We had a good start to the (Jewish) New Year with my family having dinner the other night. Yum. My mum picked up some honey-cake for us too.
Aside from just wondering what service next is to be shut off (we lost internet earlier this week and got it back with some help) and worrying about that, my brain is stuck on Wash. We went to the doc's this week- his ENT to check on the follow up for his eye cyst. I was freaking out as I had received a bill from them for $146~ from his first visit and I couldn't pay that or whatever they would charge to see Wash this week. Thankfully we both got some good news from that trip; the Billing dept had put Wash in as 'No insurance self pay' despite his insurance info being on the paperwork *I* filled out. So, 3 office staff later and two people in billing it was cleared up and erased. Small favours.

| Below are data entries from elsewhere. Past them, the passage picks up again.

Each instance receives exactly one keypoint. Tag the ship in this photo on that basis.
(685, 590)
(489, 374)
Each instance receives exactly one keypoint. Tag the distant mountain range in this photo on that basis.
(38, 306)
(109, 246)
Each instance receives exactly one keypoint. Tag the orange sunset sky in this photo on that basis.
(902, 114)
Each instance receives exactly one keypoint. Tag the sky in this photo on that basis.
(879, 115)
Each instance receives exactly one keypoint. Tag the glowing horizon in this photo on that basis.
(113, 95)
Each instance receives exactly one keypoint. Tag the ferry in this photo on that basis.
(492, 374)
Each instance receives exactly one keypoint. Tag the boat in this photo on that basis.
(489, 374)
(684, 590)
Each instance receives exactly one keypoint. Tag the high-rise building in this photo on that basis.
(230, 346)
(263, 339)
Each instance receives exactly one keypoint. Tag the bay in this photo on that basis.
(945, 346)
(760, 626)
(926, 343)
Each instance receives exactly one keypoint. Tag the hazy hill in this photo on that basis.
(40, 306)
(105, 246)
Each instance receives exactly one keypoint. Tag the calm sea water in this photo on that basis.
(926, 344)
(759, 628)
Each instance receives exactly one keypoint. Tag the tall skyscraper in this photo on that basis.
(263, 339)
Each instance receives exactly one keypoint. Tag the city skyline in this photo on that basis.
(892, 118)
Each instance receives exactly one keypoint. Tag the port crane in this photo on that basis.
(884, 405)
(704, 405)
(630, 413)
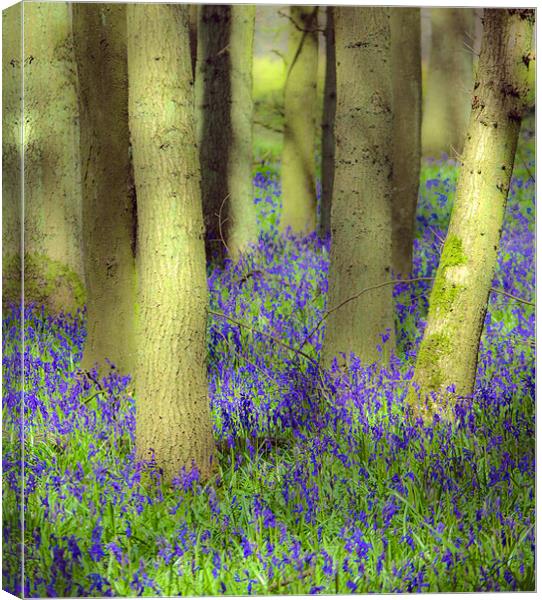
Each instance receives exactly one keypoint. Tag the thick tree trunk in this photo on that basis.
(300, 106)
(173, 414)
(109, 212)
(12, 93)
(362, 191)
(52, 181)
(224, 98)
(449, 82)
(407, 116)
(328, 124)
(458, 303)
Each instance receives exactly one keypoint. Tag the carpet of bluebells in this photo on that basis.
(323, 484)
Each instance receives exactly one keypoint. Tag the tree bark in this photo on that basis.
(12, 94)
(407, 117)
(458, 303)
(300, 106)
(109, 211)
(173, 413)
(328, 123)
(52, 178)
(224, 98)
(449, 82)
(362, 191)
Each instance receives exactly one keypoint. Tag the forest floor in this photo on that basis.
(323, 486)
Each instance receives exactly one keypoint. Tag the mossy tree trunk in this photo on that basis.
(407, 117)
(173, 413)
(12, 94)
(300, 107)
(362, 190)
(12, 401)
(109, 212)
(328, 124)
(224, 100)
(449, 82)
(458, 303)
(52, 181)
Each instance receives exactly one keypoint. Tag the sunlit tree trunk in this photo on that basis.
(173, 413)
(13, 552)
(362, 190)
(458, 303)
(328, 123)
(109, 211)
(300, 106)
(407, 99)
(449, 81)
(224, 98)
(52, 181)
(12, 93)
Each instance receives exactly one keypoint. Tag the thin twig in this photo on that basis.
(355, 297)
(267, 335)
(392, 282)
(298, 27)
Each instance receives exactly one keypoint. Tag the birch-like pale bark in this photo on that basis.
(458, 303)
(172, 407)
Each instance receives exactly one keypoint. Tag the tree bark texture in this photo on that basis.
(109, 210)
(362, 190)
(12, 120)
(52, 180)
(173, 413)
(328, 125)
(224, 98)
(458, 303)
(300, 107)
(449, 82)
(407, 118)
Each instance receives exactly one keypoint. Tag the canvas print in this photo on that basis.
(268, 299)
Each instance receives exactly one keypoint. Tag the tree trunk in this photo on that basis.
(52, 181)
(224, 92)
(362, 191)
(407, 117)
(449, 82)
(12, 94)
(193, 34)
(328, 121)
(300, 106)
(109, 212)
(173, 414)
(458, 303)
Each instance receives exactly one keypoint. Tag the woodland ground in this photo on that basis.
(322, 485)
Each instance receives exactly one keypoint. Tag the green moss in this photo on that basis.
(47, 282)
(431, 349)
(444, 292)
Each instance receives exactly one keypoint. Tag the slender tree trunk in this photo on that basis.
(193, 33)
(449, 82)
(12, 401)
(224, 92)
(300, 106)
(362, 191)
(458, 303)
(407, 118)
(52, 181)
(109, 212)
(12, 93)
(173, 414)
(328, 122)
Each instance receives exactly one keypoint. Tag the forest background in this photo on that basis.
(349, 497)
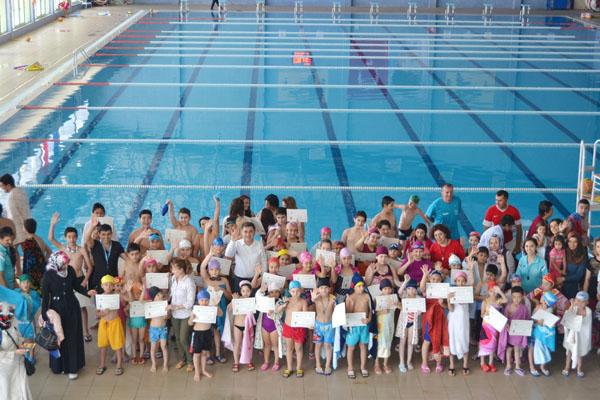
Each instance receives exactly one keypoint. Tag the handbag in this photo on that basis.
(46, 338)
(29, 365)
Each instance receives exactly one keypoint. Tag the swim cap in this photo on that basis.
(295, 285)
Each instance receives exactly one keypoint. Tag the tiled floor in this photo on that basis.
(139, 383)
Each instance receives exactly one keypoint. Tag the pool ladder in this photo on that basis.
(80, 56)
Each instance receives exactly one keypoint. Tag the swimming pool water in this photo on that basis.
(379, 111)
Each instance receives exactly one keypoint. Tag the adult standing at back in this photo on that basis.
(494, 215)
(247, 253)
(17, 206)
(445, 210)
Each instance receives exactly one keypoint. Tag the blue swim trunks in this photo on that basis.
(323, 333)
(158, 333)
(357, 334)
(137, 322)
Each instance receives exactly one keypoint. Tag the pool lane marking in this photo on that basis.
(175, 119)
(505, 149)
(330, 86)
(250, 126)
(410, 131)
(310, 110)
(347, 57)
(336, 153)
(295, 142)
(358, 188)
(341, 67)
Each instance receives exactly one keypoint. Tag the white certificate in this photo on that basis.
(174, 236)
(416, 304)
(338, 318)
(462, 294)
(205, 314)
(572, 321)
(355, 319)
(277, 279)
(259, 229)
(265, 303)
(225, 265)
(107, 301)
(297, 247)
(437, 290)
(136, 309)
(520, 327)
(386, 302)
(328, 257)
(155, 309)
(496, 319)
(297, 215)
(374, 290)
(243, 306)
(307, 281)
(549, 319)
(287, 270)
(158, 279)
(161, 256)
(367, 257)
(303, 319)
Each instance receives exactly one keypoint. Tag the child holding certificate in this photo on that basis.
(201, 341)
(323, 333)
(408, 328)
(358, 301)
(488, 338)
(158, 331)
(110, 331)
(294, 336)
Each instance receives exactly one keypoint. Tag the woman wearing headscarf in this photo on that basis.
(57, 294)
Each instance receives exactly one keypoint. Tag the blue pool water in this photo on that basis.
(189, 108)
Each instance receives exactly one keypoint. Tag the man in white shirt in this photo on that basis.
(17, 206)
(247, 253)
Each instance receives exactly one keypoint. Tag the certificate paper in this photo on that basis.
(328, 257)
(297, 215)
(413, 305)
(107, 301)
(265, 303)
(136, 309)
(155, 309)
(279, 280)
(520, 327)
(307, 281)
(549, 319)
(462, 294)
(338, 318)
(437, 290)
(355, 319)
(243, 306)
(161, 256)
(158, 279)
(303, 319)
(496, 319)
(287, 270)
(174, 236)
(387, 302)
(205, 314)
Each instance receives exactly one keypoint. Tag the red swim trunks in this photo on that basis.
(298, 335)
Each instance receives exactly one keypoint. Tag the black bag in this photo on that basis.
(47, 339)
(29, 365)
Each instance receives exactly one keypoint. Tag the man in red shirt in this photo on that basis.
(494, 214)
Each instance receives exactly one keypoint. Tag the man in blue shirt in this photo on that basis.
(7, 270)
(445, 210)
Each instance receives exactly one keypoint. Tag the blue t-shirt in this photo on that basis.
(440, 212)
(6, 267)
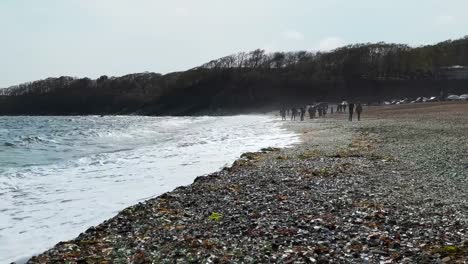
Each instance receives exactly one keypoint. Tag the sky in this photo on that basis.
(90, 38)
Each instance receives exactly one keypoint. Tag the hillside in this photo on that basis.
(254, 80)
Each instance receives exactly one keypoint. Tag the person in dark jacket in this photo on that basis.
(311, 111)
(359, 111)
(293, 113)
(351, 111)
(302, 113)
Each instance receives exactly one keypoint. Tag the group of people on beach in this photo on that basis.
(321, 110)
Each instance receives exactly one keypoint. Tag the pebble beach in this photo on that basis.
(392, 188)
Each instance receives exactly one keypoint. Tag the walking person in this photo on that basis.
(351, 111)
(293, 113)
(311, 111)
(359, 111)
(283, 114)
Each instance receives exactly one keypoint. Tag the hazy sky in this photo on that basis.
(43, 38)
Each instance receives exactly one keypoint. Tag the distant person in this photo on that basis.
(283, 114)
(293, 113)
(359, 111)
(351, 111)
(311, 111)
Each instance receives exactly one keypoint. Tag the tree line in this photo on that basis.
(249, 80)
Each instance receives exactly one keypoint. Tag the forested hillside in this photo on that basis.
(253, 80)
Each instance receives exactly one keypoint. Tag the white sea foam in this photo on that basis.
(62, 175)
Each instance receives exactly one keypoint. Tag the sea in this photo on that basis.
(61, 175)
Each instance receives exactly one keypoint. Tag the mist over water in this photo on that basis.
(61, 175)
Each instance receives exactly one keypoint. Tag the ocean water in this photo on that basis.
(61, 175)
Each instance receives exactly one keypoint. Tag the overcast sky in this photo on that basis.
(51, 38)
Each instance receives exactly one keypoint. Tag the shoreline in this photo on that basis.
(341, 196)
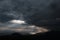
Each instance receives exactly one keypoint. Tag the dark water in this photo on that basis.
(38, 12)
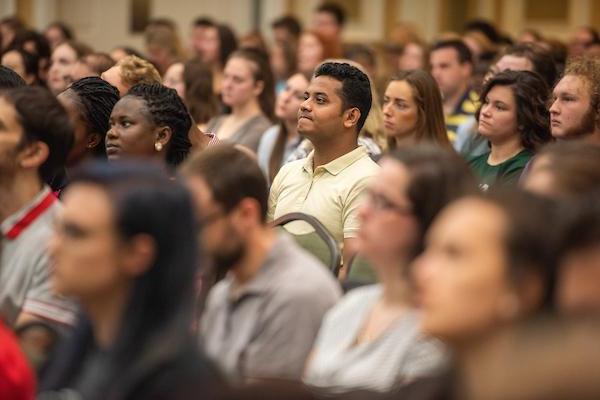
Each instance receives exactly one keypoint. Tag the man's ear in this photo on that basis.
(351, 117)
(34, 155)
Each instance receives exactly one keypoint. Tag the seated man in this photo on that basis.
(261, 320)
(35, 138)
(329, 182)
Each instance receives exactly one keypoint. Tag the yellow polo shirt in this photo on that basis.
(331, 193)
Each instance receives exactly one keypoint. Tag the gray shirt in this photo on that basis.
(24, 266)
(266, 329)
(397, 356)
(248, 134)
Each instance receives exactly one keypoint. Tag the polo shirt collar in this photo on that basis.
(16, 223)
(267, 275)
(339, 164)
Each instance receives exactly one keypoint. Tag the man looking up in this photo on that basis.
(575, 109)
(329, 182)
(452, 66)
(260, 321)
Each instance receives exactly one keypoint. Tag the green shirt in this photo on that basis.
(507, 172)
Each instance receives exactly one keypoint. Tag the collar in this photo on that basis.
(16, 223)
(267, 275)
(339, 164)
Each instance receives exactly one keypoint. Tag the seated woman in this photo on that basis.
(514, 117)
(412, 111)
(371, 339)
(88, 102)
(152, 122)
(487, 264)
(248, 89)
(125, 247)
(280, 141)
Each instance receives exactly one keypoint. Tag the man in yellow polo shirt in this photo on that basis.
(329, 182)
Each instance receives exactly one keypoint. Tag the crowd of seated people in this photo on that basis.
(302, 219)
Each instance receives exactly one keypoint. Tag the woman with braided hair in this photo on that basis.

Wash meanwhile was treated to a less invasive scan of his sinus cavity and told it was NOT a cyst, or even a tumor. Just inflamed scar tissue. Apparently he broke his nose some 20 years ago and that's just how his head looks in a MRI. Thankfully he didn't need a biopsy, or worse more surgery.
He's just been distant and cranky lately. I ask him for help or to try something or he asks for guidance and then it just... gets ignored. Forgotten. I know that's the result of the cancer, or tumor, or surgeries.... I still get disturbed by it.
There are some other issues brewing as well, but not anything I feel comfortable talking about yet. Basically there have been some statements come out against Wash having comforts, or a Quality of Life- especially if it costs ME anything. To some, I guess his happiness at the end of his life doesn't matter just how much he "costs" to stay alive each day.
I have some ... anger issues, at this way of thinking.
Wash just turned 27. There's a 1% chance he will see 30.
To me, his quality of life is paramount in importance.
It's his life and death. He gets to decide what makes him happy while he can still FEEL happy, and he gets to decide when the pain is too much to go on anymore.
I get so tired and depressed having to explain this to other human beings. To me, it's fucking common sense.